Diffamazione a mezzo stampa: le 5 novità principali
Stop al carcere per i giornalisti, sanzioni in denaro per le testate online, diritto all'oblio e modifiche su rettifiche e responsabilità dei direttori
Stop al carcere per i giornalisti, introduzione del diritto dall'oblio oltre a quello di rettifica ed estensione delle sanzioni pecuniarie anche per le testate online. Sono questi alcuni dei punti principali del ddl sulla diffamazione a mezzo stampa sul quale domani l'Aula del Senato voterà dopo aver approvato, oggi, tutti e 5 gli articoli del provvedimento (poi il ddl tornerà alla Camera).

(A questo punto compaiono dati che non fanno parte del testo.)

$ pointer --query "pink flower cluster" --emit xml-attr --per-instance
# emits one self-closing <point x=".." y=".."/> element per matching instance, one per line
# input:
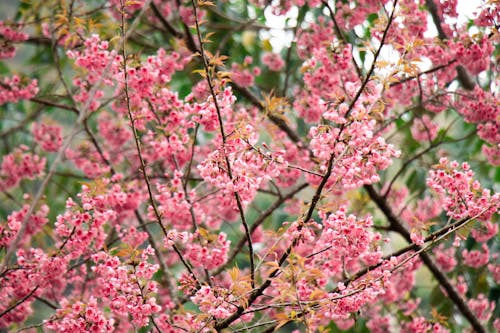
<point x="48" y="136"/>
<point x="128" y="286"/>
<point x="80" y="317"/>
<point x="273" y="61"/>
<point x="98" y="64"/>
<point x="250" y="167"/>
<point x="481" y="107"/>
<point x="14" y="221"/>
<point x="473" y="55"/>
<point x="476" y="258"/>
<point x="207" y="250"/>
<point x="10" y="35"/>
<point x="215" y="301"/>
<point x="359" y="154"/>
<point x="461" y="195"/>
<point x="86" y="158"/>
<point x="18" y="165"/>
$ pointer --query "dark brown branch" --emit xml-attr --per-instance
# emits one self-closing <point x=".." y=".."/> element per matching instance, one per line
<point x="265" y="214"/>
<point x="397" y="226"/>
<point x="19" y="302"/>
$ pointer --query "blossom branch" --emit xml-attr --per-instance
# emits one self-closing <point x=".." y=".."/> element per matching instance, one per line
<point x="397" y="226"/>
<point x="221" y="128"/>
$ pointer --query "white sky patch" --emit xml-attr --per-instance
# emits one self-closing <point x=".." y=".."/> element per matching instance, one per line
<point x="281" y="38"/>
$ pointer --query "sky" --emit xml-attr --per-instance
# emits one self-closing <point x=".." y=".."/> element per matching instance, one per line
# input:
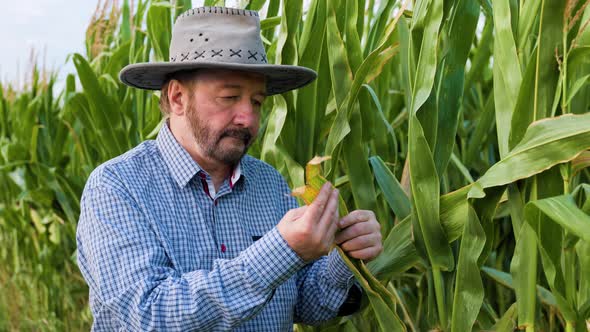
<point x="56" y="26"/>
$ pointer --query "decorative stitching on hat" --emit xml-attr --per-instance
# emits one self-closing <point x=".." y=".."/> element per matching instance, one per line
<point x="252" y="55"/>
<point x="199" y="55"/>
<point x="236" y="53"/>
<point x="218" y="10"/>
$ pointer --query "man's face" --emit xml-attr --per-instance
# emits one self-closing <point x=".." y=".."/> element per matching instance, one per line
<point x="224" y="112"/>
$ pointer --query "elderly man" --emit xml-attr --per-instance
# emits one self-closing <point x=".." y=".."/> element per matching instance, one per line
<point x="187" y="232"/>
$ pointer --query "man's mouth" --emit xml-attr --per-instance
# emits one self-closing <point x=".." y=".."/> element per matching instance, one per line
<point x="239" y="134"/>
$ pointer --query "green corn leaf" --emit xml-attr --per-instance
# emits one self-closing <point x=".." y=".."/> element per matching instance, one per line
<point x="545" y="144"/>
<point x="468" y="296"/>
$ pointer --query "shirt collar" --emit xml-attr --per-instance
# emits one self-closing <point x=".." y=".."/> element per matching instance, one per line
<point x="181" y="165"/>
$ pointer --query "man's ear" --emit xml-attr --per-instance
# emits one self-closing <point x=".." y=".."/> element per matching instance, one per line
<point x="177" y="97"/>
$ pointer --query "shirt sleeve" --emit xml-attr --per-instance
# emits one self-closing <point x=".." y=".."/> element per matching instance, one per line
<point x="130" y="275"/>
<point x="323" y="286"/>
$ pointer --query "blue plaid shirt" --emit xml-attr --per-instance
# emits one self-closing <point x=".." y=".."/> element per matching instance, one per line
<point x="159" y="253"/>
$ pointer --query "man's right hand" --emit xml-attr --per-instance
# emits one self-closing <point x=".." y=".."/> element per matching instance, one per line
<point x="310" y="230"/>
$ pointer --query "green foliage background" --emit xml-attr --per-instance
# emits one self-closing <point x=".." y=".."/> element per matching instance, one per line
<point x="471" y="144"/>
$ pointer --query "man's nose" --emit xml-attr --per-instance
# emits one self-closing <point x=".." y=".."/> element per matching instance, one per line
<point x="246" y="114"/>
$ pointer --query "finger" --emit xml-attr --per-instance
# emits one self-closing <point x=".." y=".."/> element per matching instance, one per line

Sul testo, già modificato in commissione Giustizia, oggi l'Aula ha dato l'ok anche ad alcuni emendamenti, tra i quali uno presentato dal M5S, con il parere favorevole del Governo, inerente proprio all'estensione delle multe anche per le testate online. Ecco i punti principali del provvedimento.
Stop al carcere per i giornalisti
È forse la novità principale del provvedimento che, sostituisce, per chi diffama a mezzo stampa, la pena detentiva con una sanzione pecuniaria fino a 10mila euro. Se l'offesa consiste nell'attribuzione di un fatto determinato falso, la cui diffusione sia avvenuta con la consapevolezza della sua falsità, la multa va dai 10 ai 50mila euro. La rettifica, se conforme a quanto prevede il testo, sarà valutata dal giudice come causa di non punibilità sia per il direttore responsabile sia per l'autore dell'offesa. L'interdizione da uno a sei mesi dalla professione è prevista solo nei casi di recidiva reiterata.
Rettifica
Il direttore o, comunque, il responsabile deve pubblicarla gratuitamente, entro due giorni dalla ricezione della richiesta, senza risposta, senza commento e senza titolo e menzionando titolo, data e autore dell'articolo da rettificare. L'obbligo di rettifica vale per quotidiani, periodici, agenzie di stampa, nonchè' nelle testate giornalistiche online, che invieranno la rettifica agli utenti che hanno avuto accesso alla notizia cui si riferiscono. La rettifica non va pubblicata se ha contenuto suscettibile di incriminazione penale o se documentalmente falsa.
Diritto all'oblio
Ferma restando la rettifica, l'interessato può chiedere ai siti internet e ai motori di ricerca l'eliminazione dei contenuti diffamatori o dei dati personali trattati in violazione della legge. In caso di rifiuto lo stesso può chiedere al giudice di ordinare la rimozione ovvero quello che la Corte europea, con una sentenza del 13 maggio 2014, definisce il diritto all'oblio per il diffamato. La norma era stata già presentata con un disegno di legge dal socialista Enrico Buemi.
Le querele "temerarie"
Tra gli emendamenti approvati oggi anche quello che scoraggia le querele temerarie. La modifica, a firma di Felice Casson e sul quale la relatrice Rosanna Filippin (Pd) ha chiesto e ottenuto una riformulazione prevede che, su richiesta del convenuto, il giudice, con la sentenza di rigetto, possa condannare al pagamento di una somma (non specificata) in via equitativa chi ha agito in sede di giudizio in malafede o con colpa grave. Ugualmente, il giudice puo' condannare ad un risarcimento 'equitativo' il querelante, se risulta la temerarietà della querela.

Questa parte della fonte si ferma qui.